La deuda de las Administraciones Públicas españolas alcanzó en junio de 2026 un nuevo máximo histórico al situarse en 1,763 billones de euros, según los datos publicados este martes por el Banco de España. La cifra supone un aumento interanual del 4,2%, aunque el peso de la deuda sobre el Producto Interior Bruto descendió hasta el 101,5%, 1,9 puntos porcentuales menos que un año antes.
En términos absolutos, el endeudamiento público continúa creciendo pese a la mejora de la ratio sobre el PIB. La deuda aumentó en unos 74.000 millones de euros respecto a junio de 2025 y también superó el anterior máximo registrado durante el primer trimestre del año.
La reducción de la ratio se explica porque el PIB nominal está creciendo a un ritmo suficiente para que el peso relativo de la deuda disminuya, aunque el volumen total pendiente de pago continúe aumentando.
El Estado concentra la mayor parte del endeudamiento
La Administración Central continúa siendo el principal origen de la deuda pública española.
En junio, la deuda del Estado creció un 4,4% respecto al mismo mes de 2025, situándose en torno a los 1,6 billones de euros. El Banco de España confirma que el incremento del endeudamiento estatal continúa por encima del registrado por algunas otras administraciones.
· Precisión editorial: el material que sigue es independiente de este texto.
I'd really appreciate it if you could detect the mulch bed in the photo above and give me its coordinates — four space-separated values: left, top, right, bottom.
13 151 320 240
La Seguridad Social mantiene también un volumen elevado de deuda, relacionado principalmente con los préstamos recibidos del Estado para financiar desequilibrios presupuestarios y atender sus necesidades de financiación.
El saldo de la Seguridad Social alcanzó aproximadamente los 136.000 millones de euros, manteniendo así una tendencia ascendente durante los últimos años.
Las comunidades autónomas también aumentan su deuda
La deuda de las comunidades autónomas alcanzó aproximadamente 355.000 millones de euros, lo que representa alrededor del 20,4% del PIB.
En términos interanuales, el endeudamiento autonómico aumentó un 3,6%, según el avance publicado por el Banco de España.
Las corporaciones locales presentan una evolución diferente. Su deuda descendió un 8,1% respecto al mismo mes del año anterior, situándose en torno a los 21.400 millones de euros.
Esta reducción confirma que ayuntamientos y diputaciones continúan siendo el subsector de las Administraciones Públicas con un menor nivel de endeudamiento.
Más de 64.000 millones de aumento durante el primer semestre
Entre diciembre de 2025 y junio de 2026, la deuda pública española aumentó en más de 64.000 millones de euros.
El Estado concentró la mayor parte de ese incremento, mientras las comunidades autónomas también elevaron significativamente su endeudamiento durante el primer semestre.
A pesar del aumento absoluto, la evolución del PIB ha permitido que la ratio de deuda se mantenga por debajo de los niveles alcanzados durante los años inmediatamente posteriores a la pandemia.
En marzo de 2026, por ejemplo, la deuda se situaba en el 101,6% del PIB y alcanzaba los 1,740 billones de euros. En abril ascendía a unos 1,736 billones y en mayo la ratio había bajado hasta el 100,2% del PIB.
La mayor parte está emitida a largo plazo
La estructura de la deuda española continúa dominada por los valores de largo plazo.
Al cierre de junio, cerca de 1,49 billones de euros correspondían a instrumentos con vencimientos prolongados. El resto se distribuía entre préstamos, valores a corto plazo, efectivo y depósitos.
La utilización predominante de financiación a largo plazo permite reducir el riesgo de tener que refinanciar grandes cantidades de deuda en periodos muy cortos, aunque también implica que los costes financieros asociados a los tipos de interés se trasladan progresivamente a las cuentas públicas conforme vencen emisiones antiguas y deben sustituirse por otras nuevas.
Récord en euros, pero menor peso sobre la economía
Los datos del Banco de España reflejan dos tendencias simultáneas: España nunca había acumulado tanta deuda pública en términos nominales, pero su peso sobre la economía es menor que hace un año.
En junio de 2025, la ratio se situaba 1,9 puntos porcentuales por encima del actual 101,5%.
Esta diferencia resulta relevante porque la sostenibilidad de la deuda no depende únicamente de su volumen absoluto, sino también del tamaño de la economía, el crecimiento, los tipos de interés, el déficit público y la capacidad del Estado para hacer frente a sus obligaciones.
España continúa, no obstante, con una deuda equivalente a algo más de toda su producción económica anual, por lo que la reducción progresiva de esta ratio seguirá siendo uno de los grandes retos de las finanzas públicas durante los próximos años.